Quando um dos pais morre, as crianças se apegam a essa imagem idealizada, enquanto se lançam contra um mundo que lhe tirou a quem eles mais amavam. Às vezes, eles acabam seguindo seus passos em um desejo muito profundo, não de substituir, mas de sentir essa pessoa tão querida mais perto. No entanto, continua existindo uma tristeza e um profundo rancor contra o mundo que um dia lhes tirou essa figura amada.
A família nunca deveria esconder a tristeza, e seria positivo incluir as crianças no luto.

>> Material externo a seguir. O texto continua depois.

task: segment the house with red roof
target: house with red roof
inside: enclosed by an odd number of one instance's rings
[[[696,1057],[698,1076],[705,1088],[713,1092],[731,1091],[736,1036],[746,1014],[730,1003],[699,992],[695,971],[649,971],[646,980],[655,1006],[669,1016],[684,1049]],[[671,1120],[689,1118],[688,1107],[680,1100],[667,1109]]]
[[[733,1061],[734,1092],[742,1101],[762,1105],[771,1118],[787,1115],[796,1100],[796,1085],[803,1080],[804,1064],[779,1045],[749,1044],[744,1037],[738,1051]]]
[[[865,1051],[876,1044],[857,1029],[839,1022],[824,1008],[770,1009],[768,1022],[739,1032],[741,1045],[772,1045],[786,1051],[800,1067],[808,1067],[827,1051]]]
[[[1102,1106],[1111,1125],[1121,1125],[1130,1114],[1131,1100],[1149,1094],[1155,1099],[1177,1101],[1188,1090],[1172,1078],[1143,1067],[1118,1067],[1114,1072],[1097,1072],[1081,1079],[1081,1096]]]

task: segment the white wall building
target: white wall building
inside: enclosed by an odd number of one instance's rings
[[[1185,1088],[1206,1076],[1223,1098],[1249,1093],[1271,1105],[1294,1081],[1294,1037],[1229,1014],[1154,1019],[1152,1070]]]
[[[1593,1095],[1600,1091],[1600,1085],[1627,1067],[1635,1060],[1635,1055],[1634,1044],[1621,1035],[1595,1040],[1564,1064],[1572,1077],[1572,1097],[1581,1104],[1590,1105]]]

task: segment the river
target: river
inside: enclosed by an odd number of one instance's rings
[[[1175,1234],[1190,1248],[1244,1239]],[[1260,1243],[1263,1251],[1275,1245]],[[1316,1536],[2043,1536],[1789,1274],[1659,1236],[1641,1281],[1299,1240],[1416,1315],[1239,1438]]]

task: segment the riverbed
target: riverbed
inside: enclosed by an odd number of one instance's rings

As crianças sofrem muito se perdem um de seus pais em uma idade precoce. Por isso, permitir que expressem seus sentimentos, que falem sobre o assunto e sobre como se sentem, será importante para evitar que essas emoções fiquem presas em seu interior sem um sentido. Nestes casos, o mais provável é que elas venham à tona em fases posteriores da sua vida com muito mais força e fúria, quando tivermos uma menor capacidade para lhes ajudar.
Não podemos evitar que aconteça, mas sim nos fortalecer com cada golpe que levarmos. Esta será uma oportunidade para aprendermos a ser resilientes, para amadurecer nosso ritmo e perceber que a vida não está contra nós, mas ela é como é: aleatória e caprichosa em muitos casos. No final, graças à aceitação, a tristeza por esse progenitor irá se tornar uma nostalgia suave.